Suara.com - Wakil Ketua DPR RI Sufmi Dasco Ahmad melakukan pertemuan koordinasi intensif dengan sejumlah menteri Kabinet Merah Putih di Gedung DPR RI, Senin (8/6/2026).
Pertemuan tersebut fokus membahas langkah-langkah strategis dalam mempercepat pertumbuhan ekonomi nasional serta pembenahan tata kelola sektor ekspor dan investasi.
Hadir dalam diskusi tersebut Menteri Sekretaris Negara Prasetyo Hadi, Menteri Energi dan Sumber Daya Mineral (ESDM) Bahlil Lahadalia, Menteri Hukum Supratman Andi Agtas, serta perwakilan dari BP Danantara, Doni Oskaria.
"Diskusi pada hari ini adalah kami melakukan koordinasi bagaimana kita mempercepat pertumbuhan ekonomi, sekaligus kemudian membicarakan tata kelola ekspor yang akan dilakukan oleh DSI di bawah Danantara maupun tata kelola yang dibawa Kementerian ESDM," ujar Dasco dalam konferensi persnya usai pertemuan di Komplek Parlemen, Senayan, Jakarta, Senin.
Selain pembenahan internal di sektor ESDM dan ekspor, Dasco menekankan bahwa pemerintah dan DPR tengah menggodok regulasi untuk menyederhanakan perizinan investasi.
Langkah ini diambil guna memotong birokrasi yang selama ini menghambat masuknya modal ke Indonesia.
"Kami juga berdiskusi bagaimana membuat aturan-aturan untuk percepatan izin-izin investasi. Hal ini penting agar masyarakat khalayak umum, pelaku pasar, hingga investor mendapatkan kepastian dan kejelasan," tegasnya.

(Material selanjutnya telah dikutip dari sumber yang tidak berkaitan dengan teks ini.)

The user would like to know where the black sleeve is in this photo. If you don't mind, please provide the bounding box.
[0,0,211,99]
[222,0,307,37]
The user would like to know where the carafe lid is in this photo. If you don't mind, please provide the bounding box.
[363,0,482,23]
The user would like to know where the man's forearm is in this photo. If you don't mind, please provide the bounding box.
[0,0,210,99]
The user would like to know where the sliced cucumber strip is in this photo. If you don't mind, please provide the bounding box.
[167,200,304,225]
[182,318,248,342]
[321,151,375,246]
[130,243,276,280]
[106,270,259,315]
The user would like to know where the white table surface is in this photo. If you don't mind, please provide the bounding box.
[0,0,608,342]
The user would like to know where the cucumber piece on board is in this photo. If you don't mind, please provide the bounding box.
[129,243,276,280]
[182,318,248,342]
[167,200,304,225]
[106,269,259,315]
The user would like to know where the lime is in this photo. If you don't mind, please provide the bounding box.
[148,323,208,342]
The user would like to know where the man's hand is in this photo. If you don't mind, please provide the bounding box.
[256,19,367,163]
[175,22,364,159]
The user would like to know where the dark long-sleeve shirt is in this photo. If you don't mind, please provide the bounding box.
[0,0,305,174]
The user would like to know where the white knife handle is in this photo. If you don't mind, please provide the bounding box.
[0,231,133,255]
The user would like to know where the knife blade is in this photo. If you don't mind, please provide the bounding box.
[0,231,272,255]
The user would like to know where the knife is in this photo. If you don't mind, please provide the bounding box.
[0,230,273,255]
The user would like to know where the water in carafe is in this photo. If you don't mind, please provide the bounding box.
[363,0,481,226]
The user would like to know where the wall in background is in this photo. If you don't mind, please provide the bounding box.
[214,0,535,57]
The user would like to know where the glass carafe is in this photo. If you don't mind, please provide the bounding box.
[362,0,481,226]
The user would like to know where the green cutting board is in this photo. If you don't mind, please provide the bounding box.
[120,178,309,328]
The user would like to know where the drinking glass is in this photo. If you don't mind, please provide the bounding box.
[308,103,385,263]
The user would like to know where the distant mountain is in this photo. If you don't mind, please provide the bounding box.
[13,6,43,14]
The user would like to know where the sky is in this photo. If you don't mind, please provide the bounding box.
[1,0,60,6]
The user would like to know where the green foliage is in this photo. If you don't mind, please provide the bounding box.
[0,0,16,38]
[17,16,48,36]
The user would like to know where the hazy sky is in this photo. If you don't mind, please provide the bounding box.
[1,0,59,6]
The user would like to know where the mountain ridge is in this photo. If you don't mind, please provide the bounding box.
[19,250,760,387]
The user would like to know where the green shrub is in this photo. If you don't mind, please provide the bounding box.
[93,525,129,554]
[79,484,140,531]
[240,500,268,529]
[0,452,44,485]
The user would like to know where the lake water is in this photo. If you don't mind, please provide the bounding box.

Dalam kesempatan tersebut, Dasco juga meminta Doni Oskaria dari Danantara untuk memberikan penjelasan lebih rinci mengenai mekanisme teknis tata kelola ekspor di bawah DSI.
Hal ini bertujuan agar para pelaku pasar dan investor memiliki pemahaman yang sama terkait kebijakan baru yang sedang disusun pemerintah.
Koordinasi lintas lembaga ini diharapkan dapat menciptakan iklim usaha yang lebih kondusif dan memberikan sinyal positif bagi perekonomian Indonesia di masa mendatang.